“Yes,” said Rouletabille. “A death always must be regretted. None the less, he was a criminal. But I’m sincerely sorry he died before he had been driven to confess, even though we are sure of it.”
“Being in the pay of the Nihilists, you mean? That is still your opinion?” asked Koupriane.
“Yes.”
“You know that nothing has been found here in his rooms. The only compromising papers that have been found belong to Boris Mourazoff.”
“Why do you say that?”
“Oh—nothing.”
Koupriane questioned his men further. They replied categorically. No, nothing had been found that directly incriminated anybody; and suddenly Rouletabille noted that the conversation of the police and their chief had grown more animated. Koupriane had become angry and was violently reproaching them. They excused themselves with vivid gesture and rapid speech.
Koupriane started away. Rouletabille followed him. What had happened?
As he came up behind Koupriane, he asked the question. In a few curt words, still hurrying on, Koupriane told the reporter he had just learned that the police had left the little Bohemian Katharina alone for a moment with the expiring officer. Katharina acted as housekeeper for Michael and Boris. She knew the secrets of them both. The first thing any novice should have known was to keep a constant eye upon her, and now no one knew where she was. She must be searched for and found at once, for she had opened Michael’s shirt, and therein probably lay the reason that no papers were found on the corpse when the police searched it. The absence of papers, of a portfolio, was not natural.

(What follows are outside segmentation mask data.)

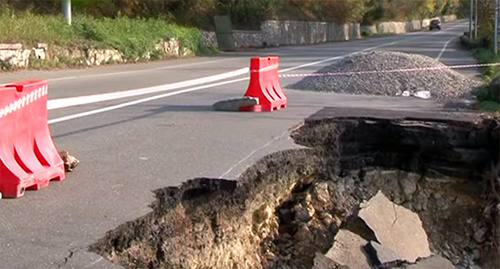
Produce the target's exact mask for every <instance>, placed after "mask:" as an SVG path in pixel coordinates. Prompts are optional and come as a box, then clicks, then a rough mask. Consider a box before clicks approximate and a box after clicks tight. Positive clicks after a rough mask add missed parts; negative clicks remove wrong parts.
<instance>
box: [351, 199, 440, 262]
mask: <svg viewBox="0 0 500 269" xmlns="http://www.w3.org/2000/svg"><path fill="white" fill-rule="evenodd" d="M360 207H361V209H360V211H359V213H358V216H359V217H360V218H361V219H362V220H364V221H365V223H366V225H368V227H370V229H372V230H373V232H374V233H375V236H376V237H377V241H378V242H380V244H382V245H383V246H384V247H386V248H390V249H392V250H393V251H394V252H396V253H399V254H400V255H401V256H402V257H403V258H404V260H406V261H408V262H411V263H413V262H415V261H416V260H417V259H418V258H425V257H428V256H430V255H431V251H430V249H429V242H428V240H427V234H426V232H425V230H424V228H423V227H422V221H421V220H420V217H419V216H418V214H416V213H414V212H412V211H411V210H408V209H406V208H404V207H402V206H399V205H396V204H394V203H392V202H391V201H390V200H389V199H387V197H385V196H384V194H383V193H382V192H381V191H379V192H378V193H377V194H376V195H375V196H373V197H372V198H371V199H370V200H369V201H368V202H365V203H362V204H361V206H360Z"/></svg>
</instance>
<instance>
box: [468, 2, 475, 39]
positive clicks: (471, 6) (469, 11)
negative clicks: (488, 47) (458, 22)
mask: <svg viewBox="0 0 500 269" xmlns="http://www.w3.org/2000/svg"><path fill="white" fill-rule="evenodd" d="M473 8H474V2H473V0H470V11H469V40H472V13H473V12H474V9H473Z"/></svg>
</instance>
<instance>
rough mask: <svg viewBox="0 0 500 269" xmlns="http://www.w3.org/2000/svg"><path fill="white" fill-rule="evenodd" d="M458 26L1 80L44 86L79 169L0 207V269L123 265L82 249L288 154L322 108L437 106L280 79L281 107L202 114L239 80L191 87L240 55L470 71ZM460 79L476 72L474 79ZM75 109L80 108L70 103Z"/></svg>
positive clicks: (224, 66)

The chase commenced in the rosy dawn of the isles. Already blood-like tints were on the horizon. Some of the police cried that they had the trail. They ran under the trees, because it was almost certain she had taken the narrow path leading to the bridge that joins Krestowsky to Kameny-Ostrow. Some indications discovered by the police who swarmed to right and left of the path confirmed this hypothesis. And no carriage in sight! They all ran on, Koupriane among the first. Rouletabille kept at his heels, but he did not pass him. Suddenly there were cries and calls among the police. One pointed out something below gliding upon the sloping descent. It was little Katharina. She flew like the wind, but in a distracted course. She had reached Kameny-Ostrow on the west bank. “Oh, for a carriage, a horse!” clamored Koupriane, who had left his turn-out at Eliaguine. “The proof is there. It is the final proof of everything that is escaping us!”